How to Avoid Upcoding to DRG 475
Claudia Urech, RRA
Cost shifting, increased competition, constrained reimbursement and reform initiatives continue to take a toll on hospitals across the country. As a result, physicians, coders and reimbursement managers face a dual challenge. They must obtain the highest allowable payment while staying within compliance parameters.
The Department of Health and Human Services’ Office of Inspector General (OIG) has discovered that several diagnosis-related groups (DRGs) are vulnerable to upcoding. One of these is DRG 475 (respiratory system diagnosis with ventilator support).
In 1996, Medicare reimbursed hospitals almost $2 billion for cases in DRG 475. Usually, this DRG, which has a weight of 3.7429, has a higher payment than most other DRGs. On average, that comes in at about $15,000 per case.

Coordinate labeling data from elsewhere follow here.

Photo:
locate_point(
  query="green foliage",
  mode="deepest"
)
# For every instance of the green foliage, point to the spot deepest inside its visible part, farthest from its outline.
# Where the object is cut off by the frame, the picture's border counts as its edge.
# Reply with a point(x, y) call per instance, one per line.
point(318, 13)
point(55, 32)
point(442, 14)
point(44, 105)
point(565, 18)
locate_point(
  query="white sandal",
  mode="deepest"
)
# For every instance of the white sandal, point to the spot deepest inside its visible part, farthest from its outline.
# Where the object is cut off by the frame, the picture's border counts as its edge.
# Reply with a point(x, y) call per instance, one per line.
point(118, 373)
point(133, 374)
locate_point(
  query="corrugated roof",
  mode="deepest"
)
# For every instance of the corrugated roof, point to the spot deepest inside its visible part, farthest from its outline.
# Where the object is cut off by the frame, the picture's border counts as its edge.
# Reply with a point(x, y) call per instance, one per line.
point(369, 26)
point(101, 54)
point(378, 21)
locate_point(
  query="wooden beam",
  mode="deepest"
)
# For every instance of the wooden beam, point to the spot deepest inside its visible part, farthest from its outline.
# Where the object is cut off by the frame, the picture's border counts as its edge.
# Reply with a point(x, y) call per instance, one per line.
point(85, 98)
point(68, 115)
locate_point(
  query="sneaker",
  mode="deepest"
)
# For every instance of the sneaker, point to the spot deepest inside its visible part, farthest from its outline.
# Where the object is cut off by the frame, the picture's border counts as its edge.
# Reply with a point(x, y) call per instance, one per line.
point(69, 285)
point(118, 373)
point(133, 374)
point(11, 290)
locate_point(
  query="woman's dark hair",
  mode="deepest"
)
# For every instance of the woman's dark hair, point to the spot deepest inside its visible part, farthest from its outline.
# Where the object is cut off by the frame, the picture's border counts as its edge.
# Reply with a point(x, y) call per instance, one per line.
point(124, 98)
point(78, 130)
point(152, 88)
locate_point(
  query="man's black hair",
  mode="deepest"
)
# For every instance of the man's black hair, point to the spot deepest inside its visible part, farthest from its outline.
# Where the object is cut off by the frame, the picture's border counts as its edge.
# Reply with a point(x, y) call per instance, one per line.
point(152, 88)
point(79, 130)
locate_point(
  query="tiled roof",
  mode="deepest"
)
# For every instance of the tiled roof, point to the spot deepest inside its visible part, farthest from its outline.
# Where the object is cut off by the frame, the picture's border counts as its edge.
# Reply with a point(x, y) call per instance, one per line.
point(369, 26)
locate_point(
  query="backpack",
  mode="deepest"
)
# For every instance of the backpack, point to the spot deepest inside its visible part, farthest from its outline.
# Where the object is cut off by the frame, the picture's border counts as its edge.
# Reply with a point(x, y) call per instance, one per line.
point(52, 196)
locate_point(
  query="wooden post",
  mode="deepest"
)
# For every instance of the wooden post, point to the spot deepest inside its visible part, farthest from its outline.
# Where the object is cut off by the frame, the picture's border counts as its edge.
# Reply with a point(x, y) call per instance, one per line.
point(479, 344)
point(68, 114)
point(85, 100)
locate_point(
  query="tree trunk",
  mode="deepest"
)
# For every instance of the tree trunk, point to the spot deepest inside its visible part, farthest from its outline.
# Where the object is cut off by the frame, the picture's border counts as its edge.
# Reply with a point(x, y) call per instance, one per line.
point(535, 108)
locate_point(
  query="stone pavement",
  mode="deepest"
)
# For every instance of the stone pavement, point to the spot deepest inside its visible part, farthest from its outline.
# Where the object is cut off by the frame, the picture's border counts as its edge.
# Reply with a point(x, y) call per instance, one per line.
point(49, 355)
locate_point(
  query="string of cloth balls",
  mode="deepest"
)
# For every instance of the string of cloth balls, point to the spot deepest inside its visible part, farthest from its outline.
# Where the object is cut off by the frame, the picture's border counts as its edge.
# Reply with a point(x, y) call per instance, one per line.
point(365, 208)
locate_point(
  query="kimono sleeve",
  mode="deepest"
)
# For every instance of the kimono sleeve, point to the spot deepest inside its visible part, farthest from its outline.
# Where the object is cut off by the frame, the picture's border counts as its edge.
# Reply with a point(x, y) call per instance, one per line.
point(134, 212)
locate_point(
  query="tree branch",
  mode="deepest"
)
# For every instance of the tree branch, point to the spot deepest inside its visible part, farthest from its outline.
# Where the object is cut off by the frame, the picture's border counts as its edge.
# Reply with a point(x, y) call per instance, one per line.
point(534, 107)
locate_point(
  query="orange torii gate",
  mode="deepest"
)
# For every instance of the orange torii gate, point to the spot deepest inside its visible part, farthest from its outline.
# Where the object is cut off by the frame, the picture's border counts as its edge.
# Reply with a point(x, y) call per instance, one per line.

According to a random sample of Medicare claims conducted by the Health Care Financing Administration (HCFA), approximately 7 percent of the discharges from DRG 475 in 1996 should have been classified to a lower-weighted DRG. By HCFA’s estimates, the total overpayment attributable to incorrect DRG 475 classifications was $67 million.
To validate these findings, HCFA ordered another random sample of Medicare claims (fiscal years 1993 to 1996) to identify hospitals with atypically high billings for DRG 475. While a total of 3,714 hospitals nationwide had at least one case in DRG 475, a relatively small number (46) had abnormally high DRG 475 discharges. But the OIG estimated that potential overpayments for those 46 hospitals could be as high as $11.5 million for just one of the three years reviewed.
Coding Errors and Guidelines
In general, incorrect assignment to DRG 475 can be condensed to a couple of errors. Most come from confusion over determining the principal diagnosis. (To be placed in DRG 475, the principal diagnosis must be a true respiratory diagnosis.)
Confusion also may be caused by inappropriate sequencing of respiratory failure, one of the most common principal diagnoses in DRG 475 assignment. Finally, it’s essential to correctly sequence respiratory failure in association with nonrespiratory conditions.
Guidelines for DRG 475
In 1991, a copy of the American Hospital Association’s (AHA) Coding Clinic (second quarter) addressed this very issue. The AHA provided the following guidelines to help coders determine the correct sequencing of diagnoses.
* The principal diagnosis is respiratory failure when a patient is admitted with respiratory failure that is due to, or associated with, a chronic nonrespiratory condition.
Example: A patient developed progressive myasthenia gravis leading to respiratory failure. He was admitted, and the physician directed treatment to both conditions. Respiratory failure (518.81) is the principal diagnosis and myasthenia gravis (358.0) is an additional diagnosis.
* When a patient is admitted with respiratory failure that is due to, or associated with, an acute exacerbation of a chronic nonrespiratory condition, that condition is the principal diagnosis.
Example: A patient with congestive heart failure (CHF) developed dyspnea and pedal edema and increasing respiratory distress. In the emergency room (ER), she was found to be in cardiogenic pulmonary edema and respiratory failure. She was intubated and placed on mechanical ventilation. The patient was admitted and treated for CHF. In this case, the CHF (428.0) is the principal diagnosis, and respiratory failure (518.81) is an additional diagnosis.
* When a patient is admitted with respiratory failure that is due to, or associated with, an acute nonrespiratory condition, that condition is sequenced as the principal diagnosis.
Example: A patient who was seen in the ER with chest pain and shortness of breath was intubated. He was admitted and diagnosed as having an acute myocardial infarction (AMI) complicated by respiratory failure. The AMI (410.91) is the principal diagnosis, and respiratory failure is an additional diagnosis.
To ensure that your facility is in compliance, routinely check your code assignments of this DRG to be certain that the documentation supports them.
Claudia Urech, a senior health care consultant with Medical Learning Inc., St. Paul, MN, has more than 25 years of experience in coding, reimbursement and health information management.